Громадная повозка прорывается сквозь горы пены, обезумевшие лошади крушат копытами вздувшиеся белые валы. К бокам кареты прицепились фигурки людей — словно захлебнувшиеся водой клещи — а вот еще одна, взгромоздившаяся на скамейке возчика позади буйных лошадей, чье пронзительное ржание побеждает рев ветра, шум волн и грохот грома. Со всех сторон бушует буря, как будто разгневавшись на них. Вихри завывают, дождь хлещет из рваных, вздувшихся туч; море восстает до небес, выбрасывая рваные фонтаны.
Да, свидетели застыли бы разинув рот. Одурев от потрясения.
Но Грантлу не выпало возможности тешиться играми воображения, сладкой роскоши лишнего времени — разум не находил и мгновения, чтобы оторваться от усталого, израненного и промокшего тела, что примотано к крыше повозки, этого острова о шести колесах, обреченного вечно мчаться по краю гибели. Единственная его задача, предельный смысл существования — сделать еще один вдох. Все остальное казалось лишенным малейшего смысла.
Он не ведал, остался ли рядом хоть кто-то — глаза не открывались уже вечность. Даже если и остался, какой прок — скоро и он не выдержит. Его снова сотряс приступ рвоты, но в желудке уже ничего нет — боги, его в жизни так не тошнило! Ветер дергал волосы (шлем он потерял уже давно) с яростью когтистого чудища. Он прижался еще ниже. Невидимые пальцы ухватились сильнее и задрали голову.

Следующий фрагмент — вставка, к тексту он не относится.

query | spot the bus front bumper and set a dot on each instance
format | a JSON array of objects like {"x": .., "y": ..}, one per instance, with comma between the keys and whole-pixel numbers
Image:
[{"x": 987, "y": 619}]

Грантл открыл глаза и обнаружил, что смотрит в безумное лицо с чертами столь искаженными, что он не сразу его узнал. Моряк с потонувшего судна? Заброшен на крышу кареты под хохот беспомощных богов?.. но нет, это же Финт, и на ее лице написан не ужас. Это дикое, кишки клубком заворачивающее веселье.
Она потянула за вделанные в железную полосу кольца и смогла подползти ближе, спрятав голову за его вздернутой головой; голос отдавался в созданной их торсами пещерке гулко, словно звучал в черепе: — Думала, ты помер! Ты бледный как чертов труп!
«Именно это заставило лопаться от смеха?» — Уже жалею, что не помер! — крикнул он в ответ.
— Видали и хуже!
Это высказывание он слыхал уже раз двенадцать с начала поездки. Похоже, это просто идеальная ложь для людей, пытающихся сохранить здравый ум среди полнейшего безумия. — Квел уже такое делал?
— Такое? Это Трайгалл Трайдгилд, дольщик! Мы только такое и делаем!
Когда она захохотала снова, Грантл опустил руку ей на лоб и оттолкнул. Финт ретировалась вдоль железной полосы, и Грантл снова оказался в одиночестве.